LEGO LEAGUE for little learners takes over OMSI

See how young future scientists are demonstrating their astonishing grasp of some really grown-up technology concepts …

The OMSI Auditorium is packed with young scientists displaying their projects during the Junior FIRST Lego League Expo.

Story and photos by David F. Ashton
Kindergarten through 3rd grade students came in droves to the Oregon Museum of Science and Industry (OMSI) on March 8 and 9 to participate in the Junior FIRST Lego League Expo.

“This is the newest program of the FIRST (that’s an acronym: “For Inspiration and Recognition of Science and Technology”) programs, introducing the youngest students to the exciting worlds of science and technology,” said Cathy Swider of the Oregon Robotics Tournament & Outreach Program.

Dad Dan Bryan watches with pride as his kindergartener son, Max Bryan, demonstrates the effect of a tsunami, to Cathy Swider of the Oregon Robotics Tournament & Outreach Program.

Just like FIRST Lego League, this program features a real-world challenge to be solved by research, critical thinking, and imagination, Swider told East Portland News. “Young participants are guided by adult coaches as they work with LEGO elements and moving parts to create solutions, and then present solutions for the challenge.”

Over the weekend, 100 teams of kids came to OMSI, toting their devices, and the display boards illustrating the science their project represents.

Aarjav Jain and Justin Xia of “Team Rock Monster” proudly show off their device, which illustrates the power of a tornado.

“This year’s theme is ‘Disaster Blaster’,” Swider explained. “All of the teams are building models to show something about how a natural disaster would look before, during, or after it occurs.

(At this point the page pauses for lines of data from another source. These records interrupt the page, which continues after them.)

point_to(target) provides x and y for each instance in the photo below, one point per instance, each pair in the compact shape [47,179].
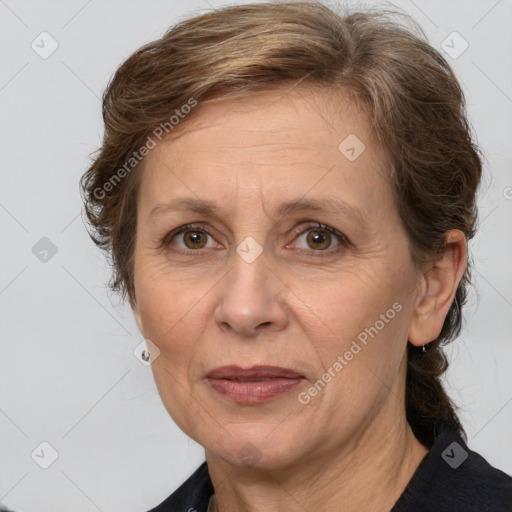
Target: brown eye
[194,239]
[190,238]
[318,239]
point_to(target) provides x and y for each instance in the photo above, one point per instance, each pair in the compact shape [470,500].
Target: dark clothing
[450,478]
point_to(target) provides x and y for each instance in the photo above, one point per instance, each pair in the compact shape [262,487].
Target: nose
[251,299]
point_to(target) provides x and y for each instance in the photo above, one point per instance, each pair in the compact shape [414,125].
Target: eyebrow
[327,205]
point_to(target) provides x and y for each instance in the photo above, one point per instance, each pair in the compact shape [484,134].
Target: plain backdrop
[68,376]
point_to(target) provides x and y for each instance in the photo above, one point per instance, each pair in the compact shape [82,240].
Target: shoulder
[454,478]
[192,496]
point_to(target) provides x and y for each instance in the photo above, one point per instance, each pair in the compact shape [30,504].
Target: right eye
[191,237]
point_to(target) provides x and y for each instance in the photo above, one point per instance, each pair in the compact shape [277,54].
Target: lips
[253,373]
[253,385]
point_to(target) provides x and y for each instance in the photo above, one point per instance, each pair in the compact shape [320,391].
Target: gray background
[68,375]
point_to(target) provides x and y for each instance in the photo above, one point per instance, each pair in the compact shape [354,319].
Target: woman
[287,194]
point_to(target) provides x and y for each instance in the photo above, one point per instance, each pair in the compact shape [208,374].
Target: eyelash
[166,241]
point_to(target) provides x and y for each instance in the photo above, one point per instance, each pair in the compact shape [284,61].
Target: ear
[439,285]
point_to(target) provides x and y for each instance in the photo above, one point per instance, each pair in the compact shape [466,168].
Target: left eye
[193,239]
[319,238]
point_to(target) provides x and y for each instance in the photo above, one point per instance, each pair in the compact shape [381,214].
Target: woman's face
[295,257]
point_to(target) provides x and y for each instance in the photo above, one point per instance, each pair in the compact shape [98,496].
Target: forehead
[269,144]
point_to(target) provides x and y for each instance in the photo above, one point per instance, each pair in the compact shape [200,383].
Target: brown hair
[408,90]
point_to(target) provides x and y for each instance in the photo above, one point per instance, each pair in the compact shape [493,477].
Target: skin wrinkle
[282,309]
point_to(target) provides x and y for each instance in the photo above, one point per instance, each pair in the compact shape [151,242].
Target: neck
[370,474]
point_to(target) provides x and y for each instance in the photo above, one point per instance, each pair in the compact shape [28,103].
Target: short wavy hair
[381,59]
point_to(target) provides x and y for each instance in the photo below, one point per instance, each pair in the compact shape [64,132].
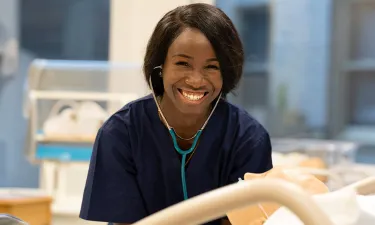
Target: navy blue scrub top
[135,170]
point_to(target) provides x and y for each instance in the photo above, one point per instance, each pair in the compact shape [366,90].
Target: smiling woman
[185,139]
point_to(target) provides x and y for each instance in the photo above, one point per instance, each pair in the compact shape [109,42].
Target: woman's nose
[195,79]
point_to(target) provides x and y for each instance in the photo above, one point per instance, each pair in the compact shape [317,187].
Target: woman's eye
[181,63]
[213,67]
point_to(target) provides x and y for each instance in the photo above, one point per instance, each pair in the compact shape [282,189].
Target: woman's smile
[192,97]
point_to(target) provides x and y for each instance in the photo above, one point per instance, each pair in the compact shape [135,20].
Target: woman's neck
[185,125]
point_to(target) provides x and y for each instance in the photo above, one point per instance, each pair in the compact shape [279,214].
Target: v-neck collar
[167,143]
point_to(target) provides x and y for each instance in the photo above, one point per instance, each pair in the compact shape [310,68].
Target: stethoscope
[174,136]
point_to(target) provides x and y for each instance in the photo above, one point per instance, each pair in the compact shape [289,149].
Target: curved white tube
[217,203]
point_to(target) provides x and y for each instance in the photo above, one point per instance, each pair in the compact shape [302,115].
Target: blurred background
[309,77]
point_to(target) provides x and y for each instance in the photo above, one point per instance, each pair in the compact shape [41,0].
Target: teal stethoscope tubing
[182,152]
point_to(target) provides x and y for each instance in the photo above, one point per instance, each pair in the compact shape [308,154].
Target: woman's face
[191,73]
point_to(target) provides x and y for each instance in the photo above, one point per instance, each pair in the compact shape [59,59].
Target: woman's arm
[111,193]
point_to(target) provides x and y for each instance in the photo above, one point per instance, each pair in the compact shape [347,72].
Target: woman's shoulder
[130,115]
[238,116]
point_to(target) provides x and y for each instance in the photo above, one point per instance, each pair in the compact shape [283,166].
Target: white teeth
[192,96]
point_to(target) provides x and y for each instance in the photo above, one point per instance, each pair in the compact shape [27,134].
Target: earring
[161,69]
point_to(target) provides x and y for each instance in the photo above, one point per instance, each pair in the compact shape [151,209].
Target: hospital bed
[217,203]
[56,85]
[57,94]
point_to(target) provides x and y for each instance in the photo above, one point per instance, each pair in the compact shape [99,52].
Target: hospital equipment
[215,204]
[65,103]
[173,134]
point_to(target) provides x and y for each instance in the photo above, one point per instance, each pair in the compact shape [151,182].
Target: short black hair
[214,24]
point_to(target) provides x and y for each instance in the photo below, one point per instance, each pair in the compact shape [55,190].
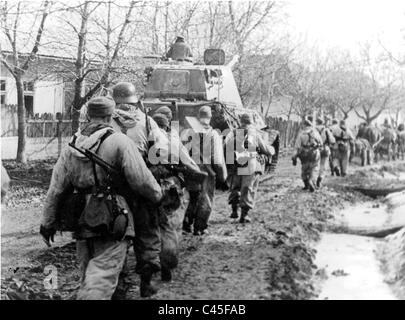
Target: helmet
[246,119]
[124,92]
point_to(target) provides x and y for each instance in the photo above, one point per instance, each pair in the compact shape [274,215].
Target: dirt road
[270,258]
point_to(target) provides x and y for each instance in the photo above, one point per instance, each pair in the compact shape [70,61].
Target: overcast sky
[346,23]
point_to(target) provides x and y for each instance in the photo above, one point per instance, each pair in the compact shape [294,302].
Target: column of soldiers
[319,145]
[130,200]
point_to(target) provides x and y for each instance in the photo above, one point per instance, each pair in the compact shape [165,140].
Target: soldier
[328,139]
[180,51]
[207,152]
[144,131]
[169,220]
[166,112]
[245,175]
[101,256]
[341,149]
[388,143]
[308,145]
[401,141]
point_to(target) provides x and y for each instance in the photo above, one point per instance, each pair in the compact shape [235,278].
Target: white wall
[48,95]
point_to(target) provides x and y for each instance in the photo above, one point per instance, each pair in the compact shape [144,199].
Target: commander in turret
[180,50]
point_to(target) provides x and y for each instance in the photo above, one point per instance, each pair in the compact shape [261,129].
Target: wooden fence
[288,130]
[38,126]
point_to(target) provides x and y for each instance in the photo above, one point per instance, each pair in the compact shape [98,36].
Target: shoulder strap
[102,139]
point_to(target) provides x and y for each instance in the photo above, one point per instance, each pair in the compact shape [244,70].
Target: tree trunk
[21,156]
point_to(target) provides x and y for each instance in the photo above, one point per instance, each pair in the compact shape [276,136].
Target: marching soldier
[389,141]
[328,139]
[144,131]
[308,145]
[207,152]
[341,149]
[169,219]
[100,254]
[245,175]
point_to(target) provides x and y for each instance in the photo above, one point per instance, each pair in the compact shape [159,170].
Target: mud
[270,258]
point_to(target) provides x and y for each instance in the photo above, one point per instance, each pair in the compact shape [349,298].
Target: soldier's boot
[147,288]
[243,217]
[234,214]
[319,182]
[166,274]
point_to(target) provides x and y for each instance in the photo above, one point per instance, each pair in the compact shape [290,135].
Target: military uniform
[308,144]
[169,220]
[147,136]
[325,152]
[341,149]
[207,152]
[100,256]
[245,176]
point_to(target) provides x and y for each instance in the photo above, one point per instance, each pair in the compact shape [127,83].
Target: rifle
[119,223]
[97,160]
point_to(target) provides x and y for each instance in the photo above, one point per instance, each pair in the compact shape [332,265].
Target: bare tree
[18,65]
[96,56]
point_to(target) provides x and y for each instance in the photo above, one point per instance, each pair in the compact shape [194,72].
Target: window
[29,86]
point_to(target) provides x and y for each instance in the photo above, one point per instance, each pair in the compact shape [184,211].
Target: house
[48,84]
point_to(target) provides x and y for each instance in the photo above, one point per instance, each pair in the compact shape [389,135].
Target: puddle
[352,269]
[348,263]
[364,215]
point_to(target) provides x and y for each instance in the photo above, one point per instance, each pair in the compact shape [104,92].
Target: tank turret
[184,87]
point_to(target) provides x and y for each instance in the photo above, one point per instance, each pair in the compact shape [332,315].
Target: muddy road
[271,258]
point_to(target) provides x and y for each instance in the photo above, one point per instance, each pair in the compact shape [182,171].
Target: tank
[184,87]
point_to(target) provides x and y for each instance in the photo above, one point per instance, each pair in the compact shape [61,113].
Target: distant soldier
[362,132]
[328,139]
[334,123]
[341,149]
[308,147]
[180,51]
[247,169]
[169,220]
[389,141]
[101,255]
[207,151]
[401,141]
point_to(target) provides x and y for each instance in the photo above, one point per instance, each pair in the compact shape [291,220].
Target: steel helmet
[124,92]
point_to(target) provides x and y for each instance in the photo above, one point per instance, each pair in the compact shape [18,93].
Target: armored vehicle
[184,87]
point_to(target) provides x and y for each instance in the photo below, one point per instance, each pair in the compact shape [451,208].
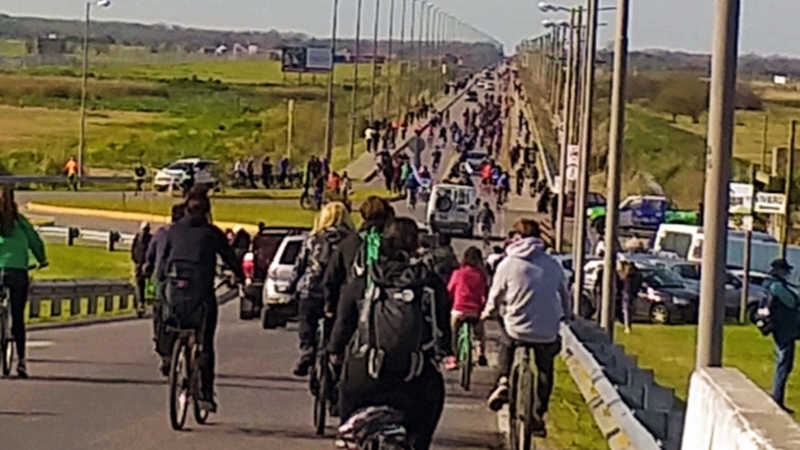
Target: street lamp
[85,84]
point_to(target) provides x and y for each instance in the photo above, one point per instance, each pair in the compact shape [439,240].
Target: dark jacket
[338,272]
[312,263]
[141,242]
[197,241]
[398,271]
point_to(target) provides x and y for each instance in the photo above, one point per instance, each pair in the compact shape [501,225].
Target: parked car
[279,304]
[643,212]
[173,174]
[265,248]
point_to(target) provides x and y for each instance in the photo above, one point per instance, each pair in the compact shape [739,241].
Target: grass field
[83,262]
[670,352]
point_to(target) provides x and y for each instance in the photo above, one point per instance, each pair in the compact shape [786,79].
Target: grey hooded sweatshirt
[530,291]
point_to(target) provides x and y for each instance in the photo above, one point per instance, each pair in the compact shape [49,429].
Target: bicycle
[466,352]
[522,386]
[321,380]
[185,378]
[6,338]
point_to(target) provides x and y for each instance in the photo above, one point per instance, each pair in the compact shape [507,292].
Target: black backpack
[184,292]
[396,328]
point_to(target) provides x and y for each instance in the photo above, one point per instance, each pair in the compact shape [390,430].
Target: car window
[678,243]
[290,252]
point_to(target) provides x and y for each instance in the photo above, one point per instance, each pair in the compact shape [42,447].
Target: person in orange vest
[71,169]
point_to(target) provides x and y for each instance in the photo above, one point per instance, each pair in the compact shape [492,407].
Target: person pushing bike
[18,240]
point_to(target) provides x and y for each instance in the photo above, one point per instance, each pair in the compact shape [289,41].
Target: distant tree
[683,96]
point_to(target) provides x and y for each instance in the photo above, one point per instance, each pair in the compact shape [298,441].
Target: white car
[279,305]
[173,174]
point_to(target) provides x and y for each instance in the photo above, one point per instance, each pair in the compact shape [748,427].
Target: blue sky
[768,26]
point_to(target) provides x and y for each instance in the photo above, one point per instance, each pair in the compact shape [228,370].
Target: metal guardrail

This includes topics like tornadoes, hurricanes, tsunamis, earthquakes, and wildfires.”

After the first 25 teams left, and the second teams came into OMSI’s auditorium, Swider observed, “Tornadoes seem to be very popular this year.”

In addition to building a model, and creating a graphic display board, the youngsters also must answer questions put to them by reviewers, all whom are high school First Tech Challenge Team members.

Students take delight in showing off their projects, during the Junior FIRST Lego League Expo at OMSI.

“At the end of the day, this is not a competition, it is a showcase,” Swider said. “This is usually their initial opportunity to participate in one of the FIRST programs. Everyone goes home with the medallion and a certificate, and a good ‘elbow bump’ to say they did a good job.”